US deficit commission blueprint for fiscal debate?

Main highlights of the plan to cut the US budget deficit.

Powered by automated translation

A plan to cut the US budget deficit from the president Barack Obama's deficit commission has won unexpectedly broad bipartisan support.

The commission's co-chairs, former Republican Senator Alan Simpson and the Clinton administration White House Chief of Staff Erskine Bowles, said it could be a blueprint for fiscal recovery in upcoming debates over taxation and spending.

Here are the plan's main highlights:

The plan calls for:

Overhauling the tax code and eliminating tax breaks to broaden the tax base and help lower overall income tax rates;

Cutting the deficit by nearly $4 trillion over the next decade, reducing it to 2.3 per cent of gross domestic product (GDP) by 2015, from 8.9 per cent in the last fiscal year;

Capping revenue as a share of the economy to 21 per cent and capping spending under 22 per cent, from the estimated 15.8 per cent and 25.1 per cent in 2011, respectively;

Stabilising growth in national debt by 2014 and reducing net debt, excluding Medicare and Social Security obligations, to 60 per cent of GDP by 2023 and 40 per cent by 2035, from 68.9 per cent forecast for 2011. On a gross basis, including Medicare and Social Security, the US debt was 92.7 per cent of GDP in October, the International Monetary Fund said.

On taxes:

Cutting income tax rates across the board and reducing the top rate to between 23 and 29 per cent, while reducing the number of income-tax brackets to three from six;

Simplifying corporate taxes by replacing the multiple brackets, which top out at 35 per cent, with a single rate between 23 per cent and 29 per cent;

Taxing capital gains and dividends at ordinary income rates, or raising top rates on ordinary income and excluding 20 per cent of investment income from taxation.

Raising the federal petrol tax (now 18.4 cents per gallon) by 15 cents per gallon to fund transportation;

Eliminating the Alternative Minimum Tax;

Limiting the deduction for interest on home mortgages by providing a 12 per cent nonrefundable tax credit and limiting the deduction to primary residences with a $500,000 cap;

Subjecting interest on newly issued state and municipal bonds to income taxes;

Keeping the earned-income tax credit and child tax credit, while eliminating itemised deductions so that all individuals take standard deductions;

Employer Provided Health Care Insurance: exclusion capped at 75th percentile of premium levels in 2014, with cap frozen in nominal terms through 2018 and phased out by 2038. Excise tax reduced to 12 per cent;

Charitable Giving - 12 per cent nonrefundable tax credit available to all taxpayers; available above 2 per cent of Adjusted Gross Income floor.

Retirement - Consolidate retirement accounts; cap tax-preferred contributions to lower of $20,000 or 20 per cent of income, expand saver's credit.

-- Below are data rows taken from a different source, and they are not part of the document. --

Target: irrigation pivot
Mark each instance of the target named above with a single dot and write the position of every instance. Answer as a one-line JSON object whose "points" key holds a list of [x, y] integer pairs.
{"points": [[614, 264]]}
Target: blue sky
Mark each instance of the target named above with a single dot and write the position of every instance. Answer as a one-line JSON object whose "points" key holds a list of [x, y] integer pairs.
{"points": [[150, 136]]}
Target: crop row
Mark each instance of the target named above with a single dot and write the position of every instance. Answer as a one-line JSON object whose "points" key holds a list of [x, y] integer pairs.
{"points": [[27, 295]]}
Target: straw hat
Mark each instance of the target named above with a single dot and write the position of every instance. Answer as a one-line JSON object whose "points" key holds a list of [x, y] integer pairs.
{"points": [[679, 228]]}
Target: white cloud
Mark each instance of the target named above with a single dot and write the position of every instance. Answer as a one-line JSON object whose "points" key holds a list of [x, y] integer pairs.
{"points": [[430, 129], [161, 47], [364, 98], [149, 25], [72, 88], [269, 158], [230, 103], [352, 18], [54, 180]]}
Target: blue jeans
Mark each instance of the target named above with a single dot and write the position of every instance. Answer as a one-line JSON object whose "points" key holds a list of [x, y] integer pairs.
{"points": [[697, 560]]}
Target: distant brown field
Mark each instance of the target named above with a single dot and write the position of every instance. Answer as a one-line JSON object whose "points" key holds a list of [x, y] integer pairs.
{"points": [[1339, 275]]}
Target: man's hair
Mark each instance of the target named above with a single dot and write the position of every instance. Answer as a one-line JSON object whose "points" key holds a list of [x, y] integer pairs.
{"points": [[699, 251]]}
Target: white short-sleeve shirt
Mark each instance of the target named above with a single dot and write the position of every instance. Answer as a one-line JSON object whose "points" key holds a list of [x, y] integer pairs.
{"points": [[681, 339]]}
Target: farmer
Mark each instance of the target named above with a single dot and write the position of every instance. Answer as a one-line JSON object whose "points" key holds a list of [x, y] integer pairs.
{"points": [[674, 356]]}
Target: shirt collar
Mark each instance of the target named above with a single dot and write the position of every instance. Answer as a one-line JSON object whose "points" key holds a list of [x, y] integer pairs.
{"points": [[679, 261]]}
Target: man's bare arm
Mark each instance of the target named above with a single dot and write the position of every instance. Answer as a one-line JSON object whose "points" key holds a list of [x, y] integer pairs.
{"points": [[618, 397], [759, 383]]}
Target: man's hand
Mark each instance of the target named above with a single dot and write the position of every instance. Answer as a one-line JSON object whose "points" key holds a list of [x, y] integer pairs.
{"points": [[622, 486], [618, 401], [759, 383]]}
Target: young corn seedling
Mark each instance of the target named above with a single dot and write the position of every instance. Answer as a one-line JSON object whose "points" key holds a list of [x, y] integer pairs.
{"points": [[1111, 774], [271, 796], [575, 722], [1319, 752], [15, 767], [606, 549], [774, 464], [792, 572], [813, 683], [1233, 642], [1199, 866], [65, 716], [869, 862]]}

On discretionary federal spending:

Capping security and non-security spending, requiring equal percentage cuts from both security and non-security spending, and cutting low-priority programs;

Offering $50 billion in immediate cuts and sketching out $200 billion in illustrative 2015 savings;

Cutting White House and congressional budgets by 15 per cent; freezing the pay of members of Congress and federal workers and Defence Department civilians for three years; cutting the federal workforce through attrition; cutting travel and vehicle budgets; selling excess federal land;

Eliminating all congressional earmarks;

Capping discretionary spending through 2020: holding spending in 2012 to 2011 levels, returning spending to pre-2008 levels by 2013, and limiting future spending growth to half the projected rate of inflation through 2020;

Requiring the president to propose annual limits for war spending, while establishing a disaster fund to budget for catastrophes and making Congress define emergency spending.

On Social Security:

Gradually increasing retirement ages, based on increases in life expectancy;

After the Normal Retirement Age reaches 67 in 2027 under current law, indexing both the normal and Early Eligibility Age to increases in life expectancy, effectively increasing the normal retirement age to 68 by about 2050 and 69 by about 2075, and the earlier retirement age to 63 and 64 in lock step;

Gradually increasing the taxable maximum to cover 90 per cent of wages by 2050;

Reducing poverty by providing an enhanced minimum benefit for low-wage workers, while enhancing benefits for the very old and the long-time disabled;

Giving retirees more flexibility and creating a hardship exemption for those who cannot work beyond 62.

On health care cost containment:

Reforming physician payments, cost-sharing, malpractice law, prescription drug costs and government-subsidised medical education.

On mandatory saving:

Cutting agriculture subsidies;

Modernising military and civil service retirement systems;

Reforming student loan programs and the Pension Benefit Guaranty Corp.